È il più anziano ed esperto degli azzurri che Paolo Bettini ha schierato al mondiale di Valken­burg, si sente «finito fisicamente e mentalmente» ma, per fortuna, finché i risultati arrivano non ha alcuna intenzione di appendere la bici al chiodo.
Luca Paolini, comasco classe 1977, vanta 17 vittorie in 13 stagioni (tre in maglia Mapei, tre in Quick Step, due in Liquigas, tre in Acqua&Sapone, e da due è alla Katusha, ndr), il 3° posto al mondiale di Verona 2004 vinto da Oscar Freire, analoghi piazzamenti alla Milano-Sanremo 2006 e al Giro delle Fiandre 2007, oltre ad una vittoria di tappa alla Vuelta 2006.
Gregario fidato dell’attuale CT, è stato uomo fondamentale per la vittoria olimpica del Grillo ad Atene 2004 e gli ori iridati a Salisburgo nel 2006 e a Stoc­car­da nel 2007, ma anche per quello di Alessandro Ballan a Varese nel 2008. Bettini gli ha affidato ancora una volta il ruolo di regista della nostra nazio­nale, mettendo a tacere ogni critica, sot­tolineando che: «Luca è sì un mio amico, ma è soprattutto un atleta che si guadagna la convocazione piazzandosi sempre tra i primi. Il suo è un ruolo importante proprio perché io e lui ab­biamo una grande sintonia, mi può aiutare a gestire la corsa».
E come dargli torto se nelle ultime prove è stato l’azzurro più presente e spesso il meglio piazzato, quello che porta a casa il risultato che salva la spedizione? A Val­ken­burg ha dimostrato una grande gamba, ma ha dovuto chiudere buchi, entrare nelle fughe e prendere il vento in faccia per la nostra punta Nibali.
«Come previsto abbiamo portato Vin­cenzo a giocarsi la corsa coi migliori nel finale, ci può stare che dopo quasi 270 km non si abbia più birra. Gilbert aveva una marcia in più» dice al termine della sfida iridata dominata dal bel­ga, senza riuscire a nascondere un’evi­de­nte delusione per la magra figura raccolta dai nostri colori sull’ultima scalata del Cauberg.
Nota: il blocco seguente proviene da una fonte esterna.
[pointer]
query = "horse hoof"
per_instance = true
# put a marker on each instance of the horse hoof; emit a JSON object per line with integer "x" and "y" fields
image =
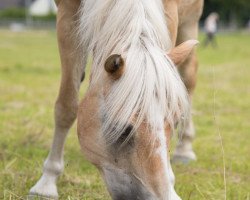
{"x": 43, "y": 190}
{"x": 185, "y": 158}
Lui non si azzarda ad aggiungerlo, con l’età si impara ad essere anche diplomatici, ma a noi re­sta il rammarico di averlo spremuto prima di un finale che si è rivelato ben più adatto a un corridore da classiche come lui (e come Mar­cato) che a uno da corse a tappe come Ni­bali, che con rivali come Gilbert e Valverde non poteva reggere il confronto.
Professionista dal 2000, Paolini è uno dei vecchietti del ciclismo di casa no­stra, ma scherza come un ragazzino sul­la sua carriera, ricordando il passato e valutando il presente, pensando al futuro e sognando. Sì, sognando, perché se dopo dodici partecipazioni in na­zionale una bandiera del ciclismo az­zurro come lui non è ancora mai riuscita a disputare un Giro d’Italia non può smettere.

Bicicletta fa rima con...?
«Passione. Ho cominciato a pedalare per questo e man mano mi sono convinto che il ciclismo senza passione non si può praticare. È un lavoro piacevole che impone tanti sacrifici, ma se ci si gestisce bene in genere vengono ri­pagati».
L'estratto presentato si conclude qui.